My entire life I have been trying to get my head around how loving someone does not necessarily mean empathizing with him. How loving often means silencing not yourself but a part of your beloved.
One thought this leads to is that love is cultural. How we love, and who we find loveable in which ways, is cultural. And our culture is conflict. Perhaps this is because of our American myth of the individual.
The individual is not a universal concept. It means different things to different cultures.
For one it makes me think about the difference between conflict and resistance.
Resistance starts within the self. Our idea of conflict is mostly outside the self. In fact, self-conflict can lead to resistance far more often than public conflict. Because self-conflict is often about self-contradiction, which leads to a better understanding of what one really believes.
Our myth of the individual is that what makes one an individual is how one is different from others. This is not essential to one’s conception of the individual, however. One way to rethink the individual is to consider those individuals who make their subjectivity from exploring difference within the self. This, as I understand it, is the theory of psychoanalysis.
Perhaps resistance in the self is a prerequisite for empathetic love. Perhaps, in other words, it requires the ability to see difference within oneself to see others as having difference within themselves, rather than simply being different from you.
2.
I’ve been thinking about shaming and social media and the relationship between the public and private. Shaming is conflict, so of course it has a place in our culture. But how often does being shamed really lead to feeling shame? The more common reaction is likely anger. Over time, if what is shaming does not disappear, anger becomes hate.
In contrast, feeling shame can create resistance within the self. Shame can tell you that your beliefs do not match your actions. Or that your beliefs do not match your professed beliefs. My daughter feels shame when she hides her lunch out of fear for what her friends will say about it. When she tells us, it’s okay, we ask, how do you feel?
Interestingly, if your beliefs match your professed beliefs, being shamed will not make you feel shame. If you do not realize your beliefs do not match your professed beliefs, being shamed will also not make you feel shame. If one is not aware of self-contradiction, it may manifest physically, but it will not lead to self-resistance or growth.
I hid the ways I was bullied from my parents because I wanted them to continue loving me and when I said, everything is okay, they said, great. What I knew was I was different from others. I didn’t know the differences within myself. I kicked out windows, I got into fights. I wanted my attackers to feel shame, but they did not. If they were forced to apologize, it only made them angrier and they used their secret anger on me at a later date.
3.
But worse were the people who believed they loved me, because they too believed they had done nothing wrong, but their love made me believe that I had. They too did not feel shame.

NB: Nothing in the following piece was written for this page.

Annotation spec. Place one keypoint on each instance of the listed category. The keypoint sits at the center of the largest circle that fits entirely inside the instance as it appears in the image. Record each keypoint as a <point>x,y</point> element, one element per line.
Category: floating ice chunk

I felt shame. But I didn’t understand that to feel shame was to understand something about love. It wasn’t until I was able to separate the way they loved me from empathy, that I understood that none of us had become an individual.
They wanted to love me into being like them. My attackers wanted to let me, and themselves, know I was not like them. Both of these desires were about who they believed they were: different from me.
Neither of them knew who I was, though, because neither of them knew who they would be on their own.
If white supremacists got what they wanted, they would no longer know how to define themselves. But neither would hardcore allies.
Sometimes, at its best, my love teaches me that I need to resolve something in myself.